A better funding solution must be found for the UN human rights system
Lack of resourcing for the UN human rights system relative to other parts of the UN is a perennial problem that lingers unaddressed, and which seems to have been accepted as immutable. The growing reliance of OHCHR on voluntary contributions to fund its core work places it in an increasingly precarious position. Although the prospects for change in the near term seem remote, states need to champion this agenda and seek a more sustainable, long-term funding solution, rather than leaving OHCHR to fight its own corner indefinitely.

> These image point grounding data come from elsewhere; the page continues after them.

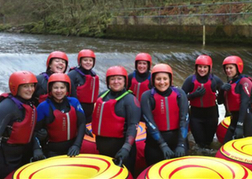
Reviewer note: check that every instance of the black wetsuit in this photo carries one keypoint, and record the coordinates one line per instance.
(203, 120)
(79, 80)
(243, 115)
(155, 138)
(12, 156)
(127, 108)
(46, 117)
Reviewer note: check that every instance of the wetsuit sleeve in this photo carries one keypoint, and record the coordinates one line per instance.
(42, 114)
(133, 114)
(72, 75)
(81, 123)
(183, 118)
(147, 105)
(219, 83)
(244, 88)
(188, 87)
(9, 111)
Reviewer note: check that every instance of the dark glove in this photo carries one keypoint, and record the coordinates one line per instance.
(226, 87)
(122, 154)
(180, 151)
(200, 91)
(167, 152)
(238, 132)
(89, 133)
(73, 151)
(38, 155)
(41, 134)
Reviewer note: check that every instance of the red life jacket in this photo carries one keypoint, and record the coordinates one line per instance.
(88, 92)
(208, 99)
(64, 126)
(138, 88)
(22, 131)
(232, 99)
(42, 97)
(166, 112)
(105, 122)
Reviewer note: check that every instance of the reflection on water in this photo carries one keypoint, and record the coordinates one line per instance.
(29, 52)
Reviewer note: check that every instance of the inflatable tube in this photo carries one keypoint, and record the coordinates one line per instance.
(89, 145)
(82, 166)
(222, 129)
(239, 151)
(195, 167)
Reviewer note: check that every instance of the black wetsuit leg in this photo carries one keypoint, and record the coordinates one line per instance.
(203, 124)
(153, 153)
(110, 146)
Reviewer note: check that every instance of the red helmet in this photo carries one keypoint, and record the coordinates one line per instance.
(19, 78)
(57, 54)
(161, 67)
(233, 60)
(59, 77)
(143, 57)
(204, 60)
(117, 70)
(85, 53)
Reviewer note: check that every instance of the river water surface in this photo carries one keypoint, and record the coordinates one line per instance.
(29, 52)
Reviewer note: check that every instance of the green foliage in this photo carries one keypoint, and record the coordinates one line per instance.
(92, 17)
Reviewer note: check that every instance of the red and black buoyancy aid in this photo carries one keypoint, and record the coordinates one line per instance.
(232, 99)
(208, 99)
(138, 88)
(166, 112)
(22, 131)
(105, 122)
(43, 97)
(88, 92)
(64, 126)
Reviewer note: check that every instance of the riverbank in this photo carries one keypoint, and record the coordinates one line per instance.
(216, 22)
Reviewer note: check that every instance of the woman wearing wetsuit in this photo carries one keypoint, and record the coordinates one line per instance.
(85, 81)
(139, 80)
(57, 62)
(115, 119)
(165, 109)
(237, 94)
(17, 121)
(62, 117)
(202, 89)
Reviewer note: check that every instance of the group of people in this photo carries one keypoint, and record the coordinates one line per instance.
(46, 115)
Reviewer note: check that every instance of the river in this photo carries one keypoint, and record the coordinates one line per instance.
(29, 52)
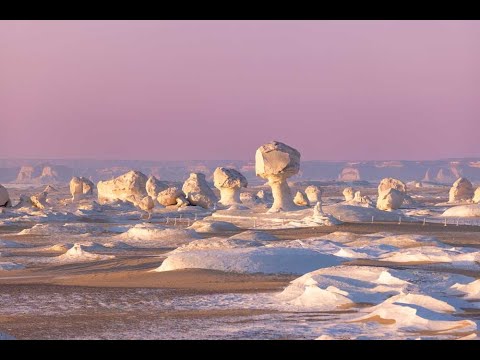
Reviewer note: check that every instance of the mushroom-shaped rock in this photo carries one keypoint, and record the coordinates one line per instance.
(24, 201)
(146, 204)
(301, 199)
(314, 194)
(349, 194)
(265, 196)
(4, 197)
(155, 186)
(80, 187)
(172, 196)
(462, 190)
(229, 182)
(49, 189)
(476, 196)
(391, 183)
(363, 200)
(127, 187)
(247, 197)
(391, 199)
(276, 162)
(198, 192)
(39, 200)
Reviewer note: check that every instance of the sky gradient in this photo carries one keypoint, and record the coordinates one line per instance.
(174, 90)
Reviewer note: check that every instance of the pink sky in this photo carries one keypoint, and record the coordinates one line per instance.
(172, 90)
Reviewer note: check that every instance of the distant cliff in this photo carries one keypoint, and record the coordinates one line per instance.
(60, 171)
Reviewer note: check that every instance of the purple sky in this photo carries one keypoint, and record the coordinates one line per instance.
(172, 90)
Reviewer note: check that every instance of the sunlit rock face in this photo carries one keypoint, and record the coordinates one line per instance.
(198, 192)
(462, 190)
(476, 196)
(81, 187)
(4, 197)
(349, 193)
(39, 200)
(391, 183)
(155, 186)
(229, 182)
(127, 187)
(276, 162)
(390, 199)
(301, 199)
(314, 194)
(172, 196)
(146, 204)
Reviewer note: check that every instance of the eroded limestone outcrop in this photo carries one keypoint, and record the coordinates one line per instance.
(276, 162)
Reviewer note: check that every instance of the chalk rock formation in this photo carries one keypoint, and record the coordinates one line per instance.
(127, 187)
(172, 196)
(248, 197)
(276, 162)
(319, 218)
(301, 199)
(390, 183)
(24, 201)
(4, 197)
(314, 194)
(349, 194)
(462, 190)
(390, 199)
(265, 196)
(476, 196)
(39, 200)
(25, 174)
(146, 204)
(363, 200)
(155, 186)
(349, 174)
(80, 187)
(198, 192)
(229, 182)
(49, 189)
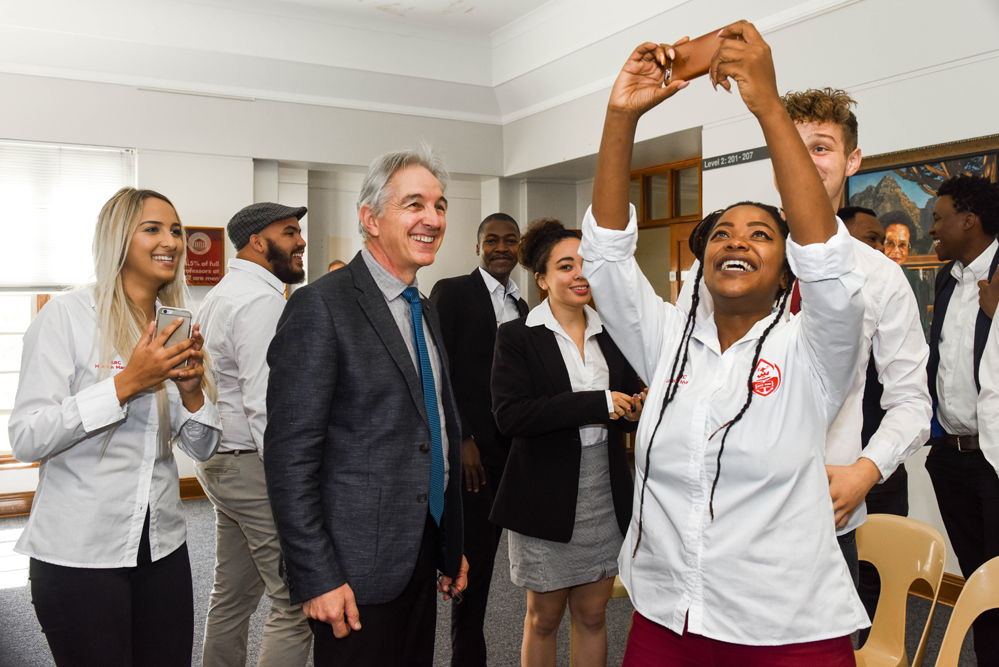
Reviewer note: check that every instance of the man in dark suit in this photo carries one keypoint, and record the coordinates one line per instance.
(471, 307)
(362, 448)
(965, 224)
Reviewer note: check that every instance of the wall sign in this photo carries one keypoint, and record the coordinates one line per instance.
(205, 252)
(732, 159)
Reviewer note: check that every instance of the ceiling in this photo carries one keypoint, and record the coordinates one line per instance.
(480, 17)
(484, 61)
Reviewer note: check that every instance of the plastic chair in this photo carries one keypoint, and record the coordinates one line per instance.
(903, 550)
(980, 593)
(618, 591)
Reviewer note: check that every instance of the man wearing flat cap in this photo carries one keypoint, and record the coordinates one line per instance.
(238, 319)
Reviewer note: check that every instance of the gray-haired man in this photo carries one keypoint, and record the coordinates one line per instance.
(363, 434)
(238, 318)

The important role of civil society needs to be upheld
Open engagement with civil society on the part of states would significantly enrich the prospects for fulfilling each of the previous proposals, and therefore the prospects for more effective human rights diplomacy in the future. Civil society organizations play a crucial role across the full spectrum of human rights work, from monitoring and reporting to service delivery and policy innovation. It is essential that their role is protected, including by facilitating access to multilateral institutions and strengthening recourse in the case of reprisals. The UN secretary-general must maintain a structured engagement with civil society organizations concerned with human rights, while also consistently and publicly condemning threats or attacks against civil society representatives to facilitate their fulsome engagement in human rights diplomacy.